Sanatın insan ruhuyla yapıldığını inandığımdan ötürü, farklı bir iletişim boyutunda buluştuğumuzu düşünüyorum. Birebir konuşmuyor olsak da aslında o an o sanatın icra edildiği anda hep beraber, hepimizin kalplerimizde bağlandığımızı hissediyorum.
Bu sebeptendir ki tiyatro, sinema, konser gibi etkinliklere gitmeyi seviyorum. Son zamanlarda duymuşsunuzdur belki; Şener Şen, Zengin Mutfağı isimli bir tiyatro oyunu oynuyor. Satışa çıktığı gibi tükeniyor biletleri. İlk çıktığında bilet bulamamış olsam da yine de bu kadar ilgi gösterilmesine çok mutlu olmuştum. Tekrar satışa çıktığında ise hemen kendime bilet kaptım tabii ki! Kendime alırken Gonca diye çok samimi bir arkadaşıma da aldım ona hiçbir şey demeden.
Aldıktan sonra büyük bir heyecanla dedim ki: “Hazır ol, gidiyoruz!”
Ve Gonca’dan gelen yanıt: “Ben bunu hak edecek ne yaptım?!”
Ne demek istediğini açayım size: Ben, Gamze olarak o kadar iyiyim ki; ona sürpriz tiyatro bileti alıyorum. Ve bunu karşılıksız, O hiçbir şey yapmadığında yapıyorum. Nasıl olabilir? Bilincinde, hak etmesi için mutlaka bir şey yapmış olması gerekiyordu…

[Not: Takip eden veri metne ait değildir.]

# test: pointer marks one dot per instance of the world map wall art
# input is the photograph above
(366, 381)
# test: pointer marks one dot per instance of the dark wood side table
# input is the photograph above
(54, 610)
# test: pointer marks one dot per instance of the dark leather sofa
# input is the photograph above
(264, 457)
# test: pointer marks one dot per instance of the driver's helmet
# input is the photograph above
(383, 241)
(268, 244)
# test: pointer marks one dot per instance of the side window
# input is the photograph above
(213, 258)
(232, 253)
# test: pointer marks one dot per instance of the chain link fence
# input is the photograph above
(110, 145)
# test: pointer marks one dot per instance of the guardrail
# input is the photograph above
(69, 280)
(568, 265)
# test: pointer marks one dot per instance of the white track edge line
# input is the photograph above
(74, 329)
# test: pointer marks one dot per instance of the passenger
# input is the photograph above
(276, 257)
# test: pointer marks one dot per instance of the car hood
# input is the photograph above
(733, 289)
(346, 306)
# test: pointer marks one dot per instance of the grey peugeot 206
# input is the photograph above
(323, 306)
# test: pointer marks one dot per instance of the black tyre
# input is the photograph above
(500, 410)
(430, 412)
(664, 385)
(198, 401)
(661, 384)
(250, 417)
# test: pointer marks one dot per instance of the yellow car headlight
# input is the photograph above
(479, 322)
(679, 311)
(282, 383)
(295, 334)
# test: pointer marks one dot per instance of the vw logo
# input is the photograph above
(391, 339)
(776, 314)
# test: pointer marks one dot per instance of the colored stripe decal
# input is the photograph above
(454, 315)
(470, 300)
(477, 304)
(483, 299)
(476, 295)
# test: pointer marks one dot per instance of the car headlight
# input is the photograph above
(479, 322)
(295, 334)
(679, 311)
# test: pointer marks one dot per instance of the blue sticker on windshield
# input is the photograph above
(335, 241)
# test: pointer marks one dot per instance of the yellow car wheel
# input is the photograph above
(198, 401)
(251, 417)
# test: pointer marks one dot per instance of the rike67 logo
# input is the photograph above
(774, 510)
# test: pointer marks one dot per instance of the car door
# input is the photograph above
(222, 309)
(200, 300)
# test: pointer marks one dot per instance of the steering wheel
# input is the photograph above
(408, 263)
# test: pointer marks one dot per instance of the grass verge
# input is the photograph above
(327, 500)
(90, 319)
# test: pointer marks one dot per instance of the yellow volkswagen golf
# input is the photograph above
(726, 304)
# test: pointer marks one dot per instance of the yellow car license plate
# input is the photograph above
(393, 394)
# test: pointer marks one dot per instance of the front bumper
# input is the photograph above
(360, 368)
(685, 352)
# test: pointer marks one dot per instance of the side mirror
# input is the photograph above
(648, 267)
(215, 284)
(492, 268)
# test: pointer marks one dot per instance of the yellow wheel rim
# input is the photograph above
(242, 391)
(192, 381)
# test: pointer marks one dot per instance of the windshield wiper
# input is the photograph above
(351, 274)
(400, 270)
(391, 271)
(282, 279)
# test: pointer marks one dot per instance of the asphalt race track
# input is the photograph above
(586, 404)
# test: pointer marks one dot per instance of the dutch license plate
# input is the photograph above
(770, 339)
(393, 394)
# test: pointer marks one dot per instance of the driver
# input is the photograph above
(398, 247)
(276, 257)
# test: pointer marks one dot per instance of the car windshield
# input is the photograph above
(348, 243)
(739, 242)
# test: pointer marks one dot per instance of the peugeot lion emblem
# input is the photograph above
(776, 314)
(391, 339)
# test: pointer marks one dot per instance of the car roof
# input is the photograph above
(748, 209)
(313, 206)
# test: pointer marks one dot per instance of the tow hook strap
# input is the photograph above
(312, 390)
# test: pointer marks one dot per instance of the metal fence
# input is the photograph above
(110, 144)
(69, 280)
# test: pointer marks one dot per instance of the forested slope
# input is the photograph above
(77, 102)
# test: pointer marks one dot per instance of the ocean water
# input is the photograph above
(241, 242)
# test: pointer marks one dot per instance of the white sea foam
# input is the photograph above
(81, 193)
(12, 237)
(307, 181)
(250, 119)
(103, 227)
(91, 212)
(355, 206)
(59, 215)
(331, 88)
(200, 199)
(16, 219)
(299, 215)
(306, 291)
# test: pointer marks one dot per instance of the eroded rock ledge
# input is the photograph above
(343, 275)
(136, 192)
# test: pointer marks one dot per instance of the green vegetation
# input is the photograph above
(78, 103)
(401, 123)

Bu sorusuna ben ise şöyle karşılık verdim: “Varolmamız yeterli bir sebep!”
Ne kadar unutuyoruz değil mi bunu her an?
Yaşama gelerek yaşamayı ta en baştan, her nefes alış verişimizde hak ediyoruz zaten. Hiçbir şey yapmamıza gerek olmadan, hiçbir çaba göstermeden de biz hayattaki iyilikleri, güzellikleri olduğumuz halimizde çok hak ediyoruz!
Hak etmek…
Ama bir yandan Gonca bu soruyu sormakta haklı. Gonca gibi çok büyük bir çoğunluğumuz da soruyordur zaman zaman eminim başımıza beklemediğimiz, iyi diye adlandırdığımız herhangi bir şey geldiği zaman. Neden mi? Çünkü gözümüzü dünyaya açtığımız andan itibaren maalesef bu şekilde koşullandırılıyoruz. Her şey daha minicik bebekken başlıyor. “Ağlamazsan seni daha çok severim” gibi bir cümle tanıdık geliyor mu?
Bu örneği tüm hayatımıza baktığımızda sonsuza çoğaltabiliriz. “Kardeşine iyi davranırsan sana oyuncak alırım.”, “Notların iyi olursa seni istediğin yere götüreceğim”, “Çok çalışırsan başarılı bir insan olursun” gibi sonsuz koşullandırmalarla büyütülüyoruz. İşin kötüsü tüm bu cümleler havada kaybolmuyor. Aksine bilinçaltımıza kazık çakıyor. Hayatımızın ilerleyen dönemlerinde ise artık çoktan unutmuş oluyoruz kendimiz olarak zaten güzellikleri hak ettiğimizi.
Olduğumuz gibi bir insan olarak varolmamızın hiçbir işe yaramadığına inanıyoruz. Üstüne yaşamaya hakkımız olması için hep bir şeyler yapmamız gerektiğini savunmaya bile başlıyoruz öğrendiğimiz gibi. Değersiziz sanıyoruz. Ta ki biraz farkındalık üzerine çalışıp kendi değerimizi tekrar hatırlayana kadar. Aslında kim olduğumuzu yeniden keşfedene kadar. Yaşama gelerek zaten yaşamı hak ettiğimizi yeniden hatırlayana kadar.
Siz, siz olun sevgili okuyucu, hatırlatın bu çok ama çok önemli bilgiyi daima kendinize. Bilin ki kimse size hatırlatmayacak. Bilin ki sizi büyütenleri, sizi bu şekilde büyüttükleri için de suçlayarak olmayacak. Onlar bu şekilde büyüttü sizi, çünkü muhtemelen onlar da kendi gerçeklerini unutmuşlardı.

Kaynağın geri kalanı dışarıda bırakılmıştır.